GitHub Hardens Supply Chain with a Query Engine

George Leopold

via Shutterstock

The GitHub code repository hosting service has moved to shore up its supply chain with a deal to acquire Semmle, creator of a semantic code analysis engine that allows developers to scan large codebases for vulnerabilities.

GitHub also announced this week it will assist in reporting vulnerabilities through a clearinghouse known as the Common Vulnerabilities and Exposures database. GitHub becomes a CVE “numbering authority,” meaning it can assign vulnerability IDs, then post IDs to a list and database on behalf of developers.

Through the new authority, “more vulnerabilities will be disclosed, and then alerted to affected teams more quickly,” GitHub said.

Semmle’s code analysis engine helps developers write declarative queries to spot patterns in large codebases, then search for vulnerabilities and variants. The tool addresses long-standing security gaps in open source software that is increasingly being used in vulnerable production environments.

The Linux Foundation launched a security effort in 2015 that includes a certification program and development tools used to promote secure coding practices. That moved came in response to high-profile breaches such as the Heartbleed bug, the vulnerability in the OpenSSL cryptographic library.

Semmle previously worked with security teams at Google (NASDAQ: MSFT), GitHub owner Microsoft (NASDAQ: MSFT), Uber and NASA. The San Francisco-based emerged from stealth mode in August 2018.

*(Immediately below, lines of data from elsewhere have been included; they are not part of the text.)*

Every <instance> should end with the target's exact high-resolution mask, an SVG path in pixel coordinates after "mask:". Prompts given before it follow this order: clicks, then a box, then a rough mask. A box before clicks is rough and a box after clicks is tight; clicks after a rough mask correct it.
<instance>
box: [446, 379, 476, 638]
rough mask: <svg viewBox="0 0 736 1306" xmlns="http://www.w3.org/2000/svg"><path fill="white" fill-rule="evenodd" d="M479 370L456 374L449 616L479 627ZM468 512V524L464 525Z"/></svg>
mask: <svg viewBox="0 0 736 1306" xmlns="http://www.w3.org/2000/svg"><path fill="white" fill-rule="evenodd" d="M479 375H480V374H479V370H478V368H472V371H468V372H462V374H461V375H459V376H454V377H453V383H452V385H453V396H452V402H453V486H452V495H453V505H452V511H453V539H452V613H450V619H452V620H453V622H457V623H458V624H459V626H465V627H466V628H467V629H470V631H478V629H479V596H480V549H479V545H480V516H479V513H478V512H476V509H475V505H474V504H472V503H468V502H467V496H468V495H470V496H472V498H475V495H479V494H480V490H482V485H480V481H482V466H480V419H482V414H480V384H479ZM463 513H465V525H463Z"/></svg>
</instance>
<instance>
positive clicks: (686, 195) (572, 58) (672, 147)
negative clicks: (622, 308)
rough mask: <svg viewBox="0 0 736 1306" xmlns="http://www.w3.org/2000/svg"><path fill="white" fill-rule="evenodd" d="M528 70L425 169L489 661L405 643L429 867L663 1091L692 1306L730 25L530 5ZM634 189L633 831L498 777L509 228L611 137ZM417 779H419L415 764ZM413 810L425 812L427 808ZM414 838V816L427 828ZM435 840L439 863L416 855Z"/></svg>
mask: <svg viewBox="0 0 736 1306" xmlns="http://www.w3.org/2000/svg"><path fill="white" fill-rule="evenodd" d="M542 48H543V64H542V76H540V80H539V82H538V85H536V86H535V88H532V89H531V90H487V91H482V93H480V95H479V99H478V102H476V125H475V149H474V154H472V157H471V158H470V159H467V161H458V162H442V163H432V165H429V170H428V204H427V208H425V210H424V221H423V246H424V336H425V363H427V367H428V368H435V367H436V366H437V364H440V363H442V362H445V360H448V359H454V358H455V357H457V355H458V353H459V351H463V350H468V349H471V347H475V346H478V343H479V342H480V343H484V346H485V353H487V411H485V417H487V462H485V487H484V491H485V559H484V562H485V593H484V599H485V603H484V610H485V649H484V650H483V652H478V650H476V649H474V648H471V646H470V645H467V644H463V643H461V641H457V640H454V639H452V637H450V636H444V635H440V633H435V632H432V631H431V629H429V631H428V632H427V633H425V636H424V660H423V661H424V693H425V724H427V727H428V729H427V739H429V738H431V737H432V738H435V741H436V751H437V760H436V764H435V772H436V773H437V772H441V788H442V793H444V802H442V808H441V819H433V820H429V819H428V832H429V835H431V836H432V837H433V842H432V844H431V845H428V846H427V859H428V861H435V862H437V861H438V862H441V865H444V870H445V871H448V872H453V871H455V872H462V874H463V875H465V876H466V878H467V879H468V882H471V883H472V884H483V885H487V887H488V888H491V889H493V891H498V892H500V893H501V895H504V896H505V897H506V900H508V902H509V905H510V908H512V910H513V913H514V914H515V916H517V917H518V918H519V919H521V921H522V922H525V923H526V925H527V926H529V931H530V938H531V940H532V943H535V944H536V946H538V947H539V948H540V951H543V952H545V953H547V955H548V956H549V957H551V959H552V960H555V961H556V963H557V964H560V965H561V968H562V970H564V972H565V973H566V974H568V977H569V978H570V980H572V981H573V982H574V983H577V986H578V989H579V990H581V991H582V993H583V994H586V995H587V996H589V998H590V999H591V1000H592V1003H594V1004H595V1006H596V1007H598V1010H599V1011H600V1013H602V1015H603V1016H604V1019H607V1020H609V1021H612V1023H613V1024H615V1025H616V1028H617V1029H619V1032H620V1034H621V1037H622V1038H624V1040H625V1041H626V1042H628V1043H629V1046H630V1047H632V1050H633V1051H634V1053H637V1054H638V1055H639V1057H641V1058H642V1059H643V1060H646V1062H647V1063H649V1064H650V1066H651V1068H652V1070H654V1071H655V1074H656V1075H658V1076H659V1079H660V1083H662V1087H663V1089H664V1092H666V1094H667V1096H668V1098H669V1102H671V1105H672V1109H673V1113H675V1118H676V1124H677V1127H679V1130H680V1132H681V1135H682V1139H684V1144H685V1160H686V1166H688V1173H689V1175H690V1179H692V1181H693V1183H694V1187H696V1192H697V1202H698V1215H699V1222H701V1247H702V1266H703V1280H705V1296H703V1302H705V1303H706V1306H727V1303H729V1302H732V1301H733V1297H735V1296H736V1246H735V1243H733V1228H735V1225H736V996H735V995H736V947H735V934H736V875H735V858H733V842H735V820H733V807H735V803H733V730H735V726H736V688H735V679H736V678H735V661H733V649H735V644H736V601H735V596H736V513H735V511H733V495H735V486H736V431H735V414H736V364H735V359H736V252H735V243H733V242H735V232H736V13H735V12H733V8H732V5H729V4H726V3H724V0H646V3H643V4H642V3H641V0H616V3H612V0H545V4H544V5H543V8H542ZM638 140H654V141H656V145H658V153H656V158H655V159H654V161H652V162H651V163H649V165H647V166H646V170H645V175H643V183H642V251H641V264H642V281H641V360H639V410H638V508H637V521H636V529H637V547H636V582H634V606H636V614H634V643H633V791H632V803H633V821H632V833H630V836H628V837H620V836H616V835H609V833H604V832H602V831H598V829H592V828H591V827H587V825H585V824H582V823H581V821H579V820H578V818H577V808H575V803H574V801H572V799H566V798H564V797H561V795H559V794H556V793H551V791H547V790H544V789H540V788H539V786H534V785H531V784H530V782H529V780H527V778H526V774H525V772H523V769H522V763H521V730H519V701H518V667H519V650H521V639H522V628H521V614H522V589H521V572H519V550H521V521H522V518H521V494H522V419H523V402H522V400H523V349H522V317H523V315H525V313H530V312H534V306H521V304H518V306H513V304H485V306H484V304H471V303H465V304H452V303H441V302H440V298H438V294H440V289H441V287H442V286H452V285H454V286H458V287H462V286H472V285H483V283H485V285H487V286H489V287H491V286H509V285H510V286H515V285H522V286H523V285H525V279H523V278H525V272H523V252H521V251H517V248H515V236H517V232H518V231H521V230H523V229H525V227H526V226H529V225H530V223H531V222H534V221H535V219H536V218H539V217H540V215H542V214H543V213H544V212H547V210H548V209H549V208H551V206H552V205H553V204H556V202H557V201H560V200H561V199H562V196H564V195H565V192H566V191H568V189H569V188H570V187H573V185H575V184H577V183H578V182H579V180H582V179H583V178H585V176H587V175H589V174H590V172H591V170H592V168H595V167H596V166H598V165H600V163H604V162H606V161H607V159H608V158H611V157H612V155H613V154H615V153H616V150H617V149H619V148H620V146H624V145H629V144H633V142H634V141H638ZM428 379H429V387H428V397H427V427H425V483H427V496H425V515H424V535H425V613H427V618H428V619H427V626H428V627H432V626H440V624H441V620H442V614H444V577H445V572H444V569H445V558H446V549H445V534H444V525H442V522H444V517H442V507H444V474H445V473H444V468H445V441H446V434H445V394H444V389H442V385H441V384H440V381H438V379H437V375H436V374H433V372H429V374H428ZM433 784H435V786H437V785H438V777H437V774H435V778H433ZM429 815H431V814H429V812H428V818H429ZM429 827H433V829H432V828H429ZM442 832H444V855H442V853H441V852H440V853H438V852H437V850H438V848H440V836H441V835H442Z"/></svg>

“No single company can find every vulnerability or secure the open source supply chain behind everyone’s code,” GitHub CEO Nat Friedman noted in announcing the acquisition. “Semmle’s community-driven approach to identifying and preventing security vulnerabilities is the very best way forward.”

Semmle noted in a blog post that developers currently work with security researchers on a “modest scale” to refine vulnerability queries. The goal is to add crowd-sourced queries to vulnerability reports used to plug security gaps in open-source code, the company said.

Semmle’s query engine has so far helped identify more than 100 code vulnerabilities and fixes, including the Apache Struts vulnerability at the center of massive security breaches at consumer credit reporter Equifax Inc. It has also help spot security holes in the Linux kernel.

Meanwhile, GitHub’s new CVE authority will allow it to quickly issue security advisories on GitHub projects, identifying severity and quickly issuing fixes to a broader base of users.

As the Equifax breach showed, a large percentage of vulnerabilities go unpatched for months. Another challenge for harried developers is updating project dependencies. With that in mind, GitHub earlier this year acquired Dependabot to help automate dependency updates.

“Updating dependencies needs to be as easy as possible,” said Shanku Niyogi, GitHub’s senior vice president for products. “With automatic security fixes, developers no longer need to manually patch their dependencies.”

The big test for these and other efforts to secure the software supply chain will come as more open-source software is used in production settings.